ASOIAF Motifs

Link to code

This page contains spoilers for all the books in A Song of Ice and Fire, by George R. R. Martin. Do not continue unless you have finished reading the series, or if you do not plan on ever reading the series (which would be the wrong choice).


The purpose of this project is find textual motifs in ASOIAF by analyzing the variations in word frequencies and bigram frequencies for each unique point of view. Simple word frequencies will be used to find the likely starts of motifs, and the bigrams following from those given starting points. We will rank both word and bigram frequencies in each POV within each book by:

(# occurrences in X POV chapters) / (# occurrences in all chapters)

Note that for testing purposes, we would expect "Where do whores go" to be returned as a motif in Tyrion's chapters.

This page is my slightly edited stream of consciousness while working towards this goal.

First, for the sake of making processing easier, we need to break down the complete texts into separate files by POV, instead of by book.
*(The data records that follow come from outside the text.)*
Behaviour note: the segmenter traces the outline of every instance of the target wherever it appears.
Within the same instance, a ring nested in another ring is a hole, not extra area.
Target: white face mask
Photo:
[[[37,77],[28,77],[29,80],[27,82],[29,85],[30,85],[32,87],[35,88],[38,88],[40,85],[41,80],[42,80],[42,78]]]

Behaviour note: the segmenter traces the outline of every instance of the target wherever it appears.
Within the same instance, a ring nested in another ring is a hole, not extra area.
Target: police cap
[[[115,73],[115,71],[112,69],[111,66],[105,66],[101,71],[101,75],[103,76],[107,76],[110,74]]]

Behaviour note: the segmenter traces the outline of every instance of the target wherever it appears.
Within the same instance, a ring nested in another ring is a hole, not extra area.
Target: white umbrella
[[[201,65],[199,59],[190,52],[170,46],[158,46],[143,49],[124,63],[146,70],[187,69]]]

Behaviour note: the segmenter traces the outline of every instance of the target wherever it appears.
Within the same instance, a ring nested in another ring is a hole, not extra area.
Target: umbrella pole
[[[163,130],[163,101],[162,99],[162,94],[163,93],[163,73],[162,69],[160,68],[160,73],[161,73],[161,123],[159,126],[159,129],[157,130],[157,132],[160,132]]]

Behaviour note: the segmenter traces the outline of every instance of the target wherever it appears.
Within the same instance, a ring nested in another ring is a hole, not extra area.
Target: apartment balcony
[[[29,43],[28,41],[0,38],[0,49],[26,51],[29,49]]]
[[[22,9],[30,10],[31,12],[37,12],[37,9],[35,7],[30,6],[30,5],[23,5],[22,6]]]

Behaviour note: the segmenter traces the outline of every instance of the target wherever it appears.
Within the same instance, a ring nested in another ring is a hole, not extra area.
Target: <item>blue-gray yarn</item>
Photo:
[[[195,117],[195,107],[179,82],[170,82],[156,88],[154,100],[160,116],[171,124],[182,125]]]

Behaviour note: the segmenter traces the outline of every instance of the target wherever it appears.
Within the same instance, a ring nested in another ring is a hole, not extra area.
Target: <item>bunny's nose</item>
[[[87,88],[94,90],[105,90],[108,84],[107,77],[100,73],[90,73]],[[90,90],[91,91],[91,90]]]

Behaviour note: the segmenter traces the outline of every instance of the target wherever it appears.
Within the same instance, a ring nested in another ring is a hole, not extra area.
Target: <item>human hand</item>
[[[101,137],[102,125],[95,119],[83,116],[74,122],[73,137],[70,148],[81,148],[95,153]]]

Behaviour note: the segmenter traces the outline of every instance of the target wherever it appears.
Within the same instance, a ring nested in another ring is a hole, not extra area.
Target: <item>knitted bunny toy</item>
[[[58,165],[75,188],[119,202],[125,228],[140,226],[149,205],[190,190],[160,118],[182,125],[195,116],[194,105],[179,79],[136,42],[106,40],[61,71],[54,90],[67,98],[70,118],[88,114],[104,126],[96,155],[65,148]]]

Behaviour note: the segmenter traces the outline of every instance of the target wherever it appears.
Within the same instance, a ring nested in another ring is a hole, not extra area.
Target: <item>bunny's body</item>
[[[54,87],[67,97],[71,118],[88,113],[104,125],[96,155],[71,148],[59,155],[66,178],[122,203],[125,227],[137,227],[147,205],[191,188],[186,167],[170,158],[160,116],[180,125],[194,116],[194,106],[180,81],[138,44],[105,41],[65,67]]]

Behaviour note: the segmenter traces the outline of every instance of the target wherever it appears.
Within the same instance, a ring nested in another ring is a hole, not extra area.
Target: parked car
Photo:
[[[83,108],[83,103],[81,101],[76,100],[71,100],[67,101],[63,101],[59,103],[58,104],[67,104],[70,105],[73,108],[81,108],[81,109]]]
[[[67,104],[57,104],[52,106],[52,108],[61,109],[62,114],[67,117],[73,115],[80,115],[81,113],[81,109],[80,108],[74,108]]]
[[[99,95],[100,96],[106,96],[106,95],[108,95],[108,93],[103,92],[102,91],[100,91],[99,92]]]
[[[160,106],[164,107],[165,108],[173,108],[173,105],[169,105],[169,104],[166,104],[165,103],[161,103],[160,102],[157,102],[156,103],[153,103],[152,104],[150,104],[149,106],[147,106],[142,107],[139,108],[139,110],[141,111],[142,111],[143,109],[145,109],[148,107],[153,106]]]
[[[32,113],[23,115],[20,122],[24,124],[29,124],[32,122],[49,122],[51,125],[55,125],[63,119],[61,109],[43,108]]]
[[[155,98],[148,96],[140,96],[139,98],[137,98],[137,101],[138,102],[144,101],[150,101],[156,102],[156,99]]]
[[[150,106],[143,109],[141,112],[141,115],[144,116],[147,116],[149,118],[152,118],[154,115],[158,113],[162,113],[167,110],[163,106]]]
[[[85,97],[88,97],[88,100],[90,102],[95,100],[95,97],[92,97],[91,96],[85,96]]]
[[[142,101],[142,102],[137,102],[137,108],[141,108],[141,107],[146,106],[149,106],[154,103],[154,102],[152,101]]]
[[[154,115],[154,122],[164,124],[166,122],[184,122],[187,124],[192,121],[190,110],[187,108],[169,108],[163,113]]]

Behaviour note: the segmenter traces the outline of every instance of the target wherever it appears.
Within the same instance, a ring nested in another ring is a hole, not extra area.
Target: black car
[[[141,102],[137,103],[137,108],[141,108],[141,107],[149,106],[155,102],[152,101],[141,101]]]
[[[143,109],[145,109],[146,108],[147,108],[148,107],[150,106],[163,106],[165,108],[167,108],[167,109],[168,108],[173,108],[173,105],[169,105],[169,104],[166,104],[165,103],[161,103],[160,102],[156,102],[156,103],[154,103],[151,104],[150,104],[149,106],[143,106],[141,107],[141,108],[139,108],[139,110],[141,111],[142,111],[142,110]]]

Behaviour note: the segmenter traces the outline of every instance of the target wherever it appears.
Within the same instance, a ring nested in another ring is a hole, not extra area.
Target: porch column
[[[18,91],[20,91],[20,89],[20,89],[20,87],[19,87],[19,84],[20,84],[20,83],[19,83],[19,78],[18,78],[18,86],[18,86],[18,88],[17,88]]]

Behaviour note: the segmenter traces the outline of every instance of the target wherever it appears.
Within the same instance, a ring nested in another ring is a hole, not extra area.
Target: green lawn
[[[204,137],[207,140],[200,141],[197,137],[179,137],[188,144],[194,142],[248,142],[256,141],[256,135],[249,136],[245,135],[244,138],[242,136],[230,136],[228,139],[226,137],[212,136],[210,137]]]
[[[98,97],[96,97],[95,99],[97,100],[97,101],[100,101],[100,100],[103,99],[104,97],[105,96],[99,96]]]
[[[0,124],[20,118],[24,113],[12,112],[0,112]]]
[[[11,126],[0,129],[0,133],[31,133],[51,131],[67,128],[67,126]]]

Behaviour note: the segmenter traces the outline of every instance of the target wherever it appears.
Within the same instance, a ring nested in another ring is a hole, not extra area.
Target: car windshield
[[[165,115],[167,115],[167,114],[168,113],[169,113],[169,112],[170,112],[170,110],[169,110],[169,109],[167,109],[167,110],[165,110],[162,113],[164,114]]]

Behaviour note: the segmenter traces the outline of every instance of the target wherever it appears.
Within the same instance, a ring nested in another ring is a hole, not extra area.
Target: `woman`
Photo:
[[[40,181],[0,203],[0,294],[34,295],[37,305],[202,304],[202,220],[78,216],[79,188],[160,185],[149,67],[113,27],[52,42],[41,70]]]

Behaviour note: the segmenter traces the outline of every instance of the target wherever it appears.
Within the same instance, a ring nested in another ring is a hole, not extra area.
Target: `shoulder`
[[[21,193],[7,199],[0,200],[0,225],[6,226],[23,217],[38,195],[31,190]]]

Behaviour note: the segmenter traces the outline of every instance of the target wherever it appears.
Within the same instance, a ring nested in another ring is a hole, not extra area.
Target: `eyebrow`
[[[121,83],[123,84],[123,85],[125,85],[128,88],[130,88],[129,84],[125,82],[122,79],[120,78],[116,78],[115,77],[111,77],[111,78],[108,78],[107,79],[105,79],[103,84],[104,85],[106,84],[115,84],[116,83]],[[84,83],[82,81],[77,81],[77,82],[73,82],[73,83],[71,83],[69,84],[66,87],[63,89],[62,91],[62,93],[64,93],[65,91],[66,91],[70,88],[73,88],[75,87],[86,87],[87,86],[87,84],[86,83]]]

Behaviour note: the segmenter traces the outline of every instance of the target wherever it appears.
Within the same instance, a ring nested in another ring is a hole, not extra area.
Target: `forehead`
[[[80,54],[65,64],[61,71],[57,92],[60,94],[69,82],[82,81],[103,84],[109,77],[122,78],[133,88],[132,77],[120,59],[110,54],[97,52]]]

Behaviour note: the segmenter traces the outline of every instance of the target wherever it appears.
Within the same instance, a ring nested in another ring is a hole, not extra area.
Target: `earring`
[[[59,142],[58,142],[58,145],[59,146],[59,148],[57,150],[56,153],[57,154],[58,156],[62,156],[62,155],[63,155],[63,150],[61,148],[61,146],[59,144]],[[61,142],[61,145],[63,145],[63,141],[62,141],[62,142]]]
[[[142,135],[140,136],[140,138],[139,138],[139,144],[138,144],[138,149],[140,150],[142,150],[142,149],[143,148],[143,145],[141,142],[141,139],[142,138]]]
We also want to remove the question marks, since those would confuse the bigram finder (" "SomeWord " would be considered different from " SomeWord" ", as well as every other variation of no quotes, quotes on one side, or even quotes on both sides of a word, which is not the desired behavior.). We also need to make all the text the same case (lowercase, here), so the same phrase located at the beginning and the middle of a sentence will be considered keys to the same count. Finally we need to clean up the white space and remove all the unnecessary newlines, double spaces, etc. Here's a sample of the cleaned text, from Arya's chapters in A Game of Thrones:

who are you? arya asked. i am your dancing master. he tossed her one of the wooden blades. she grabbed for it, missed, and heard it clatter to the floor. tomorrow you will catch it. now pick it up. it was not just a stick, but a true wooden sword complete with grip and guard and pommel. arya picked it up and clutched it nervously with both hands, holding it out in front of her.

The resulting files from this process can be accessed on github under the povs/ directory (see the link to code at the top of this page).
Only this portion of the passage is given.